Without a sponsor, Veach landed a career-saving ride in Indy Lights with Belardi for 2016, which helped him secure an Indy car test with Ed Carpenter Racing at the end of the season. Carpenter then tabbed Veach to spell Hildebrand, which Veach said “kind of led to me having my sponsor for the Indy 500, and my Indy 500 sponsor is what made it possible to be with Andretti for three years.”

Even the Indianapolis 500 experience was rife with anxiety for Veach, however.

“We really struggled with the situation we were thrown in,” he admitted of the Indy 500 ride with Foyt, with sponsorship from the Indy Women in Tech LPGA golf tournament held in September 2017 at Indianapolis Motor Speedway’s Brickyard Crossing Golf Course.

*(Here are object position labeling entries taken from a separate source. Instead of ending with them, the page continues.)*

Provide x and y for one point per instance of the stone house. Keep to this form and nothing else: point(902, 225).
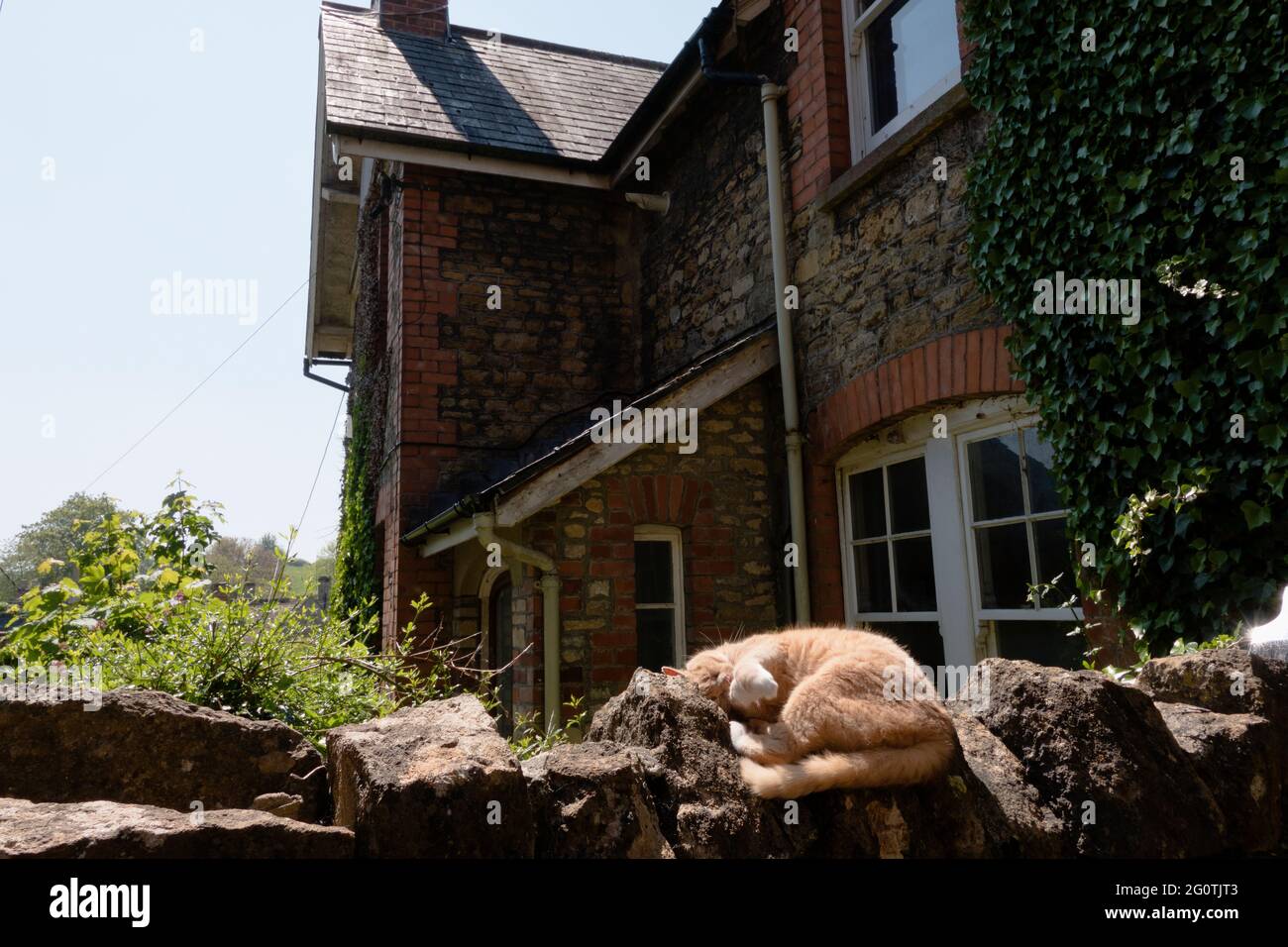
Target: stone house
point(514, 240)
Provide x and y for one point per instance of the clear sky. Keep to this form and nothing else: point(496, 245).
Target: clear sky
point(129, 155)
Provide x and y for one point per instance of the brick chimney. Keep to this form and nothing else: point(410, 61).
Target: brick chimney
point(421, 17)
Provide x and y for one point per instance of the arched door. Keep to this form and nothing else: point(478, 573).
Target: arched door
point(500, 639)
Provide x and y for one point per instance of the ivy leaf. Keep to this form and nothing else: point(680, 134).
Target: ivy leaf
point(1254, 514)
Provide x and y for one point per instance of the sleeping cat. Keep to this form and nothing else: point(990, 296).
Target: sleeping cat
point(825, 707)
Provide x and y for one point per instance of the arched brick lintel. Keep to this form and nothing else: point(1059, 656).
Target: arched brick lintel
point(964, 365)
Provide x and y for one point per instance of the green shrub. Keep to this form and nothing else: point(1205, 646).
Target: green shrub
point(145, 609)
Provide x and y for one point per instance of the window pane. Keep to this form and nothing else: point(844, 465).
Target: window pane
point(910, 509)
point(914, 575)
point(921, 639)
point(995, 476)
point(1004, 566)
point(1055, 558)
point(653, 573)
point(1041, 642)
point(655, 633)
point(872, 571)
point(1043, 496)
point(867, 504)
point(911, 47)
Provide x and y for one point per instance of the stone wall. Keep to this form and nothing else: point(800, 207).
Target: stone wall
point(884, 269)
point(720, 500)
point(706, 272)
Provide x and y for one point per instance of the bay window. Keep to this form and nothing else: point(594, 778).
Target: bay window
point(945, 535)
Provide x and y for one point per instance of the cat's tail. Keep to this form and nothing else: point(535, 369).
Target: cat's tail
point(859, 770)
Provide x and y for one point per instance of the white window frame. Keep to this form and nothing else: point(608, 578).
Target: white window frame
point(859, 88)
point(671, 535)
point(1026, 613)
point(877, 463)
point(965, 628)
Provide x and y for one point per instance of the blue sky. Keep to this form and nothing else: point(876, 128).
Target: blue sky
point(128, 158)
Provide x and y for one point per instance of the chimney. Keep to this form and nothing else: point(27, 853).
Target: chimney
point(420, 17)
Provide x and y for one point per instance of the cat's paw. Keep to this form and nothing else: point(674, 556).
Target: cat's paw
point(738, 736)
point(751, 684)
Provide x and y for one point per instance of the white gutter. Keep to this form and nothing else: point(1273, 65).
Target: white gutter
point(464, 161)
point(316, 234)
point(484, 527)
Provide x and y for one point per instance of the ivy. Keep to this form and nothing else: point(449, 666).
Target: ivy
point(356, 585)
point(1160, 155)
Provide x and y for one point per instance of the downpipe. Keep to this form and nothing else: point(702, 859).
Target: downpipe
point(769, 95)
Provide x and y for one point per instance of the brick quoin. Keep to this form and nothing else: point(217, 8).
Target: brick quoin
point(419, 440)
point(421, 17)
point(965, 365)
point(816, 97)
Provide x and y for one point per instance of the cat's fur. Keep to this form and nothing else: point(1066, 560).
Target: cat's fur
point(825, 707)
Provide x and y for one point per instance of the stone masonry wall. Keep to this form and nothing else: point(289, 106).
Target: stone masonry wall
point(720, 500)
point(887, 269)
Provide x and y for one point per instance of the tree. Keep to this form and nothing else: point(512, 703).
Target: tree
point(51, 538)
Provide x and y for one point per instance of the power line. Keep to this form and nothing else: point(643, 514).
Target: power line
point(326, 447)
point(200, 384)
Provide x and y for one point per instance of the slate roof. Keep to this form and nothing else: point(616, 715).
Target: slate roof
point(515, 95)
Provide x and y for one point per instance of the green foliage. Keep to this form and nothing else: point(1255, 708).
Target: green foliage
point(145, 609)
point(529, 740)
point(48, 539)
point(1124, 162)
point(356, 583)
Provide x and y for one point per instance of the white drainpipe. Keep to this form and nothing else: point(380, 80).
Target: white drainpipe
point(484, 527)
point(769, 95)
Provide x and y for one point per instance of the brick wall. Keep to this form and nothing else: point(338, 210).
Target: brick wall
point(469, 386)
point(423, 17)
point(816, 103)
point(565, 335)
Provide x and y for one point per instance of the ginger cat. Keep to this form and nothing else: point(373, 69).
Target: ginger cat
point(825, 707)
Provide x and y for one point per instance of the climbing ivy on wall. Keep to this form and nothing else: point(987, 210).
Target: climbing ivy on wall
point(1153, 150)
point(357, 581)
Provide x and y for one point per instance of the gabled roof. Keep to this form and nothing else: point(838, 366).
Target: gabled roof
point(537, 99)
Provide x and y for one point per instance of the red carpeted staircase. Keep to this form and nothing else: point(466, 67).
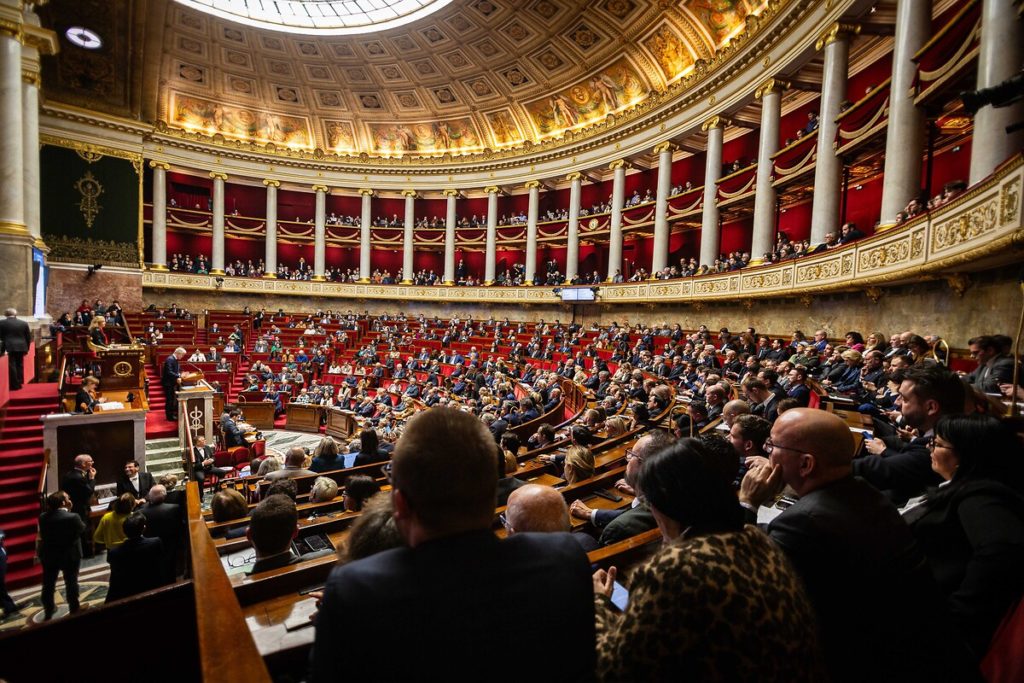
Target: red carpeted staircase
point(20, 466)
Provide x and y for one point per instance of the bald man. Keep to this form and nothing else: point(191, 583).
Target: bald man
point(542, 509)
point(879, 609)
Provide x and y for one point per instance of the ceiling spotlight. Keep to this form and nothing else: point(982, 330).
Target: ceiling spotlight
point(84, 38)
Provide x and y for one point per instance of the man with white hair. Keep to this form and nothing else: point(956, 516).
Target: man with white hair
point(14, 339)
point(170, 378)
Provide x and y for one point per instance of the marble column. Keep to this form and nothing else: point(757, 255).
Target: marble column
point(320, 233)
point(905, 134)
point(770, 94)
point(270, 259)
point(217, 255)
point(491, 253)
point(450, 237)
point(828, 167)
point(572, 242)
point(659, 257)
point(710, 229)
point(159, 214)
point(615, 227)
point(532, 211)
point(999, 56)
point(408, 265)
point(365, 220)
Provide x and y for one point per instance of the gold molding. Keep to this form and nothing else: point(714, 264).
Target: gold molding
point(835, 32)
point(771, 85)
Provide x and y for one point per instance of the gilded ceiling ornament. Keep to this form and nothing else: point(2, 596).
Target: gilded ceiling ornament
point(89, 189)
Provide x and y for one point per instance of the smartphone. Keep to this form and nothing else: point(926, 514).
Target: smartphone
point(620, 596)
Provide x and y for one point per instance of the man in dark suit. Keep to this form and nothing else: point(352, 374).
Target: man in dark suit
point(202, 459)
point(456, 585)
point(134, 481)
point(170, 379)
point(59, 550)
point(80, 484)
point(903, 469)
point(135, 564)
point(163, 520)
point(880, 613)
point(15, 337)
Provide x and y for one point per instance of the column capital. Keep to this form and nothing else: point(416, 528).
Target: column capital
point(717, 121)
point(769, 86)
point(836, 32)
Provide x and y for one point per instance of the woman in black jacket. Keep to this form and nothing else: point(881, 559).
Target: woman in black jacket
point(972, 526)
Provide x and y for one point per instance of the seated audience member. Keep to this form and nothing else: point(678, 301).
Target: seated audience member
point(373, 532)
point(294, 461)
point(164, 521)
point(971, 528)
point(862, 569)
point(135, 564)
point(326, 457)
point(325, 488)
point(694, 612)
point(456, 585)
point(358, 489)
point(579, 465)
point(273, 525)
point(370, 451)
point(225, 506)
point(542, 509)
point(110, 531)
point(903, 469)
point(621, 524)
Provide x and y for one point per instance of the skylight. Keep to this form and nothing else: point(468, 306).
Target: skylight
point(320, 16)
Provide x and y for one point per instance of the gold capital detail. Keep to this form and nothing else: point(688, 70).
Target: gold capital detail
point(835, 32)
point(771, 85)
point(716, 121)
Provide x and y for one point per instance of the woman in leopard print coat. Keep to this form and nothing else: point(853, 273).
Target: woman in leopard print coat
point(719, 601)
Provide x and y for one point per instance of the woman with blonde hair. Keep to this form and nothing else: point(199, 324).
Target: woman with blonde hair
point(579, 465)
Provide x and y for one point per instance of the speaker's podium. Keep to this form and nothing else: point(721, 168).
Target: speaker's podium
point(195, 410)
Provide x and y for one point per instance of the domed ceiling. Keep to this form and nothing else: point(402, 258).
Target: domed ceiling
point(471, 75)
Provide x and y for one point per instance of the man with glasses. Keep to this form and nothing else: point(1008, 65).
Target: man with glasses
point(445, 599)
point(621, 524)
point(880, 613)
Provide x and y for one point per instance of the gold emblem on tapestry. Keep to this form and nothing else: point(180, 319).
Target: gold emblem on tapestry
point(90, 189)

“It was a last-minute deal. I had good people on my car, but the budget really wasn’t there to have the proper things. You get one show. You get one time to kind of make your mark on this series, for people to keep inviting you back, and I was worried my first mark wasn’t good enough because it wasn’t something I was proud of, for sure.”

Veach, a native of Stockdale, Ohio, is proud of his persistence, his struggle and eager for what might come next.

“No way could I have predicted how it would turn out when I was 12,” said Veach, the first to compete at every MRTI level and the Verizon IndyCar Series with the same organization. “People always joke, ‘Would you like to go back to when you were 12 knowing what you know now and doing it all over again?’

“Not at all. So much happens to chance to get here at the right time with the right team. I couldn’t have planned it any better.”

Joining Veach in the rookie oval test from 3-7 p.m. ET today at ISM Raceway are Pietro Fittipaldi for Dale Coyne Racing, Matheus Leist with AJ Foyt Racing, Kyle Kaiser for Juncos Racing and Robert Wickens with Schmidt Peterson Motorsports. Harding Racing’s Gabby Chaves, while not a series rookie, will receive minimal track time since he has never raced on the oval outside Phoenix.

Sessions for all cars on Friday and Saturday run from 3-6 and 8-11 p.m. ET, and are available to view on a live stream at racecontrol.indycar.com. ISM Raceway is open free to the public on Saturday, with a driver autograph session included from 6:45-7:30 p.m. ET.

The 2018 Verizon IndyCar Series season opens with the Firestone Grand Prix of St. Petersburg on March 11 (12:30 p.m. ET, ABC). The series returns to ISM Raceway for the Phoenix Grand Prix under the lights on April 7 (9 p.m. ET, NBCSN).